# Testing XGB on well log datasets 

In [1]:
import numpy as np
from corebreakout.facies.datasets import WellLoader, FaciesDataset
from corebreakout.facies.models import FeaturePredictor, LambdaModel

### Picking your training and testing wells

In [2]:
fdset = FaciesDataset(["205-21b-3", "204-19-6", "204-24a-6"],
                    test_wells=["204-20-6a"],
                    features=["logs"])

In [3]:
fdset.load_or_generate_data()

Loading Well:  205-21b-3


Header section Parameter regexp=~P was not found.


Adding NaN log:  SP
Adding NaN log:  DTS


  log_vectors -= np.nanmin(log_vectors, axis=0)
  log_vectors /= np.nanmax(log_vectors, axis=0)
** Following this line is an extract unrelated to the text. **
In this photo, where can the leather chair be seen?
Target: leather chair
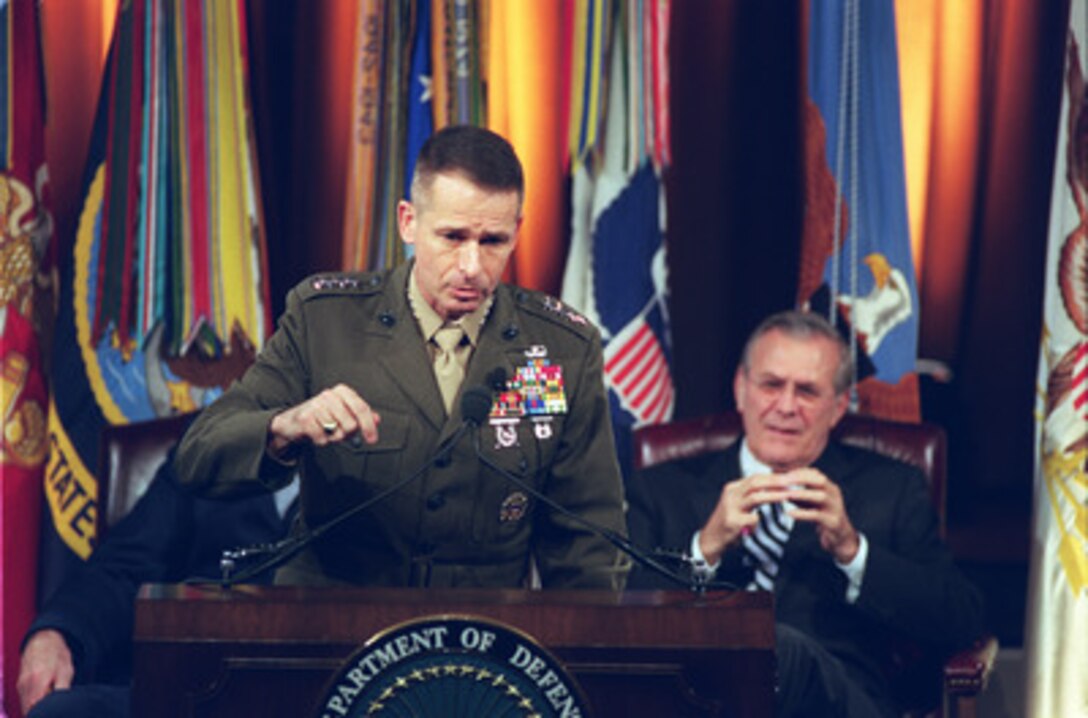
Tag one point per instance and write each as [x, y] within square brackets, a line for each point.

Feature shapes:  [('depth', (3842,)), ('logs', (3842, 10))]
Loading Well:  204-19-6


Header section Parameter regexp=~P was not found.


Adding NaN log:  DTS
Feature shapes:  [('depth', (1885,)), ('logs', (1885, 10))]
Loading Well:  204-24a-6


Header section Parameter regexp=~P was not found.


Adding NaN log:  SP
Adding NaN log:  DTS1
Adding NaN log:  DTS2
Feature shapes:  [('depth', (12994,)), ('logs', (12994, 10))]
Loading Well:  204-20-6a


Header section Parameter regexp=~P was not found.


Adding NaN log:  SP
Adding NaN log:  DTS1
Adding NaN log:  DTS2
Feature shapes:  [('depth', (3873,)), ('logs', (3873, 10))]


In [4]:
import hyperopt
from hyperopt import hp
from hyperopt.pyll.base import scope
from sklearn.metrics import f1_score, log_loss
from sklearn.utils.class_weight import compute_sample_weight

# for balanced log_loss computation
sample_weights = compute_sample_weight('balanced', fdset.y_test) 

fmodel_args = {
    'logs': {
        'model': 'LambdaModel',
        'model_args': {}
    }
}

XGB_SEARCH_SPACE = {
    'model_type' : 'XGB',
    'max_depth' : scope.int(hp.quniform('max_depth', 3, 10, 1)),
    'learning_rate' : hp.uniform('learning_rate', 0.01, 0.2),
    'n_estimators' : scope.int(hp.quniform('n_estimators', 10, 1000, 1)),
    'objective' : 'multi:softprob',
    'n_jobs' : 2,
    'gamma' : hp.uniform('gamma', 0, 0.5),
    'subsample' : hp.uniform('subsample', 0.3, 1),
    'colsample_bytree' : hp.uniform('colsample_bytree', 0.3, 1.0),
    'colsample_bylevel' : 1,
    'reg_alpha' : 0,                                    # L1 penalty
    'reg_lambda' : hp.uniform('reg_lambda', 0.1, 10),   # L2 penalty
    'tree_method' : 'gpu_exact',
}

def train_xgb_model(model_config):
    xgb_predictor = FeaturePredictor(fdset, model_args=model_config, feature_model_args=fmodel_args)
    test_acc = xgb_predictor.fit(fdset, verbose=False)
    y_pred = xgb_predictor.predict(fdset.X_test)
    print('F1 score:', f1_score(fdset.y_test, y_pred, average='macro'))
    return log_loss(fdset.y_test, xgb_predictor.predict_proba(fdset.X_test), sample_weight=sample_weights)

In [5]:
best_params = hyperopt.fmin(
    fn=train_xgb_model,
    space=XGB_SEARCH_SPACE,
    algo=hyperopt.rand.suggest,
    max_evals=25
)

KeyError: 'model_args'

In [None]:
best_params

In [None]:
params = {**XGB_SEARCH_SPACE, **best_params, **{'max_depth':7, 'n_estimators':195}}
xgb_predictor = FeaturePredictor(fdset, model_args=params, feature_model_args=fmodel_args)
xgb_predictor.fit(fdset, verbose=True)

imps = list(zip(feat_names, xgb_predictor.model.feature_importances_))
imps.sort(key = lambda p: p[1])
[print(pair) for pair in imps[::-1]]

In [None]:
f1_score(fdset.y_test, xgb_predictor.predict(fdset.X_test), average='macro')